According to Alexander Feoktistov, M.D., Ph.D., founder of the Synergy Integrative Headache Center, in Chicago, many headaches are caused by some form of stress. “Both physical and emotional stress can manifest with headaches. These are often triggered by changes in a routine or schedule, which throws the body’s regulatory rhythm off. Skipping meals, varying your sleep patterns and exercising inconsistently can all confuse the body and lead to a headache, varying in intensity from dull and distracting to severe and debilitating,” he explains.

The Mind-Body Connection

While not completely understood, mental stress and anxiety can also be a trigger. “The mind-body connection is fierce,” says Christina P. Kantzavelos, a licensed clinical social worker who specializes in chronic illness and pain at Begin Within Today, in San Diego. “It’s important to keep in mind that pain literally originates in the brain. I use a Constructed Awareness approach with clients and bring curiosity to the pain they are experiencing, including headaches. What thoughts and emotions are coming up when they focus on the pain?” she says. “Physical symptoms are often the manifestation or tangible evidence of what is going on in your unconscious mind. Our bodies become stronger or weaker, depending on our emotional state. Fear, self-criticism and invalidating the self can be the root of a headache.”

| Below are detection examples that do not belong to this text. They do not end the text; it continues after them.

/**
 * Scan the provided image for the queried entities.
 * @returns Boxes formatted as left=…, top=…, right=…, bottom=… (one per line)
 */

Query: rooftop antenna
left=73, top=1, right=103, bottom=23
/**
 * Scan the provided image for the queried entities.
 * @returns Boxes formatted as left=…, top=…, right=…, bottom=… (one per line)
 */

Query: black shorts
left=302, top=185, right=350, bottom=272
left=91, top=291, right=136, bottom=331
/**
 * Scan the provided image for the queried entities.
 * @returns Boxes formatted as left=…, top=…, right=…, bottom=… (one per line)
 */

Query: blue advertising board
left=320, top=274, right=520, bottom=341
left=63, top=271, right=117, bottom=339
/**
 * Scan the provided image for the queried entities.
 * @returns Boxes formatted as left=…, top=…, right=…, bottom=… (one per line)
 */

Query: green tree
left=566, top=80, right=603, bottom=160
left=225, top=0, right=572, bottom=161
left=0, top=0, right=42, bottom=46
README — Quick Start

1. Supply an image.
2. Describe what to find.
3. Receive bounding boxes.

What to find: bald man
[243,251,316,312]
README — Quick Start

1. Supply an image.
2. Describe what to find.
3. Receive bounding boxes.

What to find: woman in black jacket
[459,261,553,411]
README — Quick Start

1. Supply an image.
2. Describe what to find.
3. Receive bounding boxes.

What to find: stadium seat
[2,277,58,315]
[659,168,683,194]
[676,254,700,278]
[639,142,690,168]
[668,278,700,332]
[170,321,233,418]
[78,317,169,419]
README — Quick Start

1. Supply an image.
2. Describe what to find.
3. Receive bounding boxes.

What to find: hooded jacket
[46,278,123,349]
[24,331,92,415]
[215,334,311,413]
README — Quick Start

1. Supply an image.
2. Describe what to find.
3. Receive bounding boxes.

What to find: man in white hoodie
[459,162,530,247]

Try Acupuncture or Acupressure

Evidence suggests that acupuncture is effective in relieving the pain of headaches by changing the flow of energy, increasing blood circulation, releasing endorphins and relaxing muscles. Acupressure and other techniques can be done anywhere, says chiropractor and acupuncturist Michele Renee, director of integrative care at Northwestern Health Sciences University, in Bloomington, Minnesota. “The best acupressure point for headaches is the soft skin in-between the thumb and pointer finger. Massage it for 20 to 30 seconds at a time to relieve pain or hold it for 10 seconds,” she says. “Migraines are caused by vascular dilation in the head, so I recommend putting your hands and feet in hot water or taking a bath to stimulate blood flow away from the head to the rest of the body.”

Don’t Forget Exercise

Renee also suggests maintaining a regular exercise routine to ward off headaches. “The less active someone is, the tighter their muscles are and the more likely they will experience headaches. Make sure to get out for a walk every day, or try running to keep the body and mind moving. Yoga is another great activity as a mindfulness practice that decreases stress and also keeps the body moving to eliminate tension.”

Supplements Help

Nutritional supplements can also be helpful, Renee says. “Increasing nutrients such as magnesium, coenzyme Q-10 and riboflavin can help minimize pain. Before stocking up on supplements, be sure to consult with a holistic practitioner to make sure you are making the wisest and safest selections for you. Many nutrients can be found in common foods like dark chocolate, leafy greens, seeds and nuts, meat, fatty fish and legumes.”

Good Practices

Feoktistov recommends that patients experiencing headaches start with lifestyle modifications and over-the-counter meds such as ibuprofen. “Practice good sleep hygiene, stay hydrated by drinking water and minimizing caffeine, and introduce meditation as a way of focusing on what’s physically and emotionally going on in your body,” he says. “If headaches disrupt your daily routine, are severe or frequent and/or poorly controlled with over-the-counter medications, it’s time to seek help from a headache specialist or other medical professional who can work with you on a path to healing.”


Carrie Jackson is a Chicago-based writer and frequent contributor to Natural Awakenings magazine.